Statistical analysis
We calculated the proportion of people that met the inclusion criteria for each trial. We described their clinical characteristics, using proportions for categorical variables, and mean (sd) and median (IQR) to report continuous data. These data were compared with the baseline characteristics described in the completed trials: CANVAS Program, DECLARE‐TIMI 58 and EMPA‐REG OUTCOME.
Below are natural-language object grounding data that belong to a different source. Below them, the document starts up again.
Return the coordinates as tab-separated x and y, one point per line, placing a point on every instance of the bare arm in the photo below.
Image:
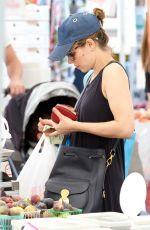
14	69
115	88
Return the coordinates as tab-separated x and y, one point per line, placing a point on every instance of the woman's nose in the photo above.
70	60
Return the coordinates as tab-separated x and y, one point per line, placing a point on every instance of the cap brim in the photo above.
60	52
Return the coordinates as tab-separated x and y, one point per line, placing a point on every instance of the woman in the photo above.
105	111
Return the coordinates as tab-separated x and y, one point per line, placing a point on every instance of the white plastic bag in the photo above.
37	169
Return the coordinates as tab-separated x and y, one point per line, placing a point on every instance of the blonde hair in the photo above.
100	36
145	50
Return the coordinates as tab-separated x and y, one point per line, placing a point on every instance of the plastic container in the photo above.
112	220
31	215
5	221
64	214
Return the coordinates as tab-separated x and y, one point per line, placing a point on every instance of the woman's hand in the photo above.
65	125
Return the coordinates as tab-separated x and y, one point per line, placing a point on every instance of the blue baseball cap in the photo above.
76	27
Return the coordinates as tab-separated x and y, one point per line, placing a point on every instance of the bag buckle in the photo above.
110	158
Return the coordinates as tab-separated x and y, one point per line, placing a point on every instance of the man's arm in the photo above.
14	70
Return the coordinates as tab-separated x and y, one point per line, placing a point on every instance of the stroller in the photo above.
23	112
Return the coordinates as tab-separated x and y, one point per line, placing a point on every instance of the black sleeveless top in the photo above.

Finally, we report any disparity within the population eligible to start this class of medicines and those ever prescribed at least one SGLT‐2i. The percentages of people prescribed an SGLT‐2i were reported according to the areas of potential disparity (gender, ethnicity and socio‐economic status), and 95% confidence intervals (CI) calculated to explore differences.
Sensitivity analysis
For sensitivity analysis, we restricted our analysis to complete cases. Because each trial had specific inclusion criteria, we created separate subsets of people with type 2 diabetes that were relevant to each CVOT in terms of specific variables to remove missing cases for (Appendix [Link]). Using the subsets with complete cases, we then recalculated the proportion of people that met the inclusion criteria of each CVOT.
Ethical considerations
This study was approved by the RCGP RSC Research Approval Committee (RSC_CLIN_0218), and was determined by the Health Research Authority/Medical Research Council online tool as a clinical audit not requiring formal ethics committee review 24. Data were pseudonymized at the point of extraction, so personal data were not identifiable to the researchers.
Results
Data were analysed from the computerized medical records of 1 595 445 people across 164 practices in the RCGP RSC network. Within this population, we identified 84 394 adults with type 2 diabetes. Of these, the following numbers of people met the inclusion criteria for cardiovascular risk in each trial: CANVAS 14 227 (17%; 95% CI 16.6–17.1); DECLARE 22 651 (27%; 26.5–27.1); EMPA‐REG 5628 (7%; 6.5–6.8); VERTIS 6119 (7%; 7.1–7.4).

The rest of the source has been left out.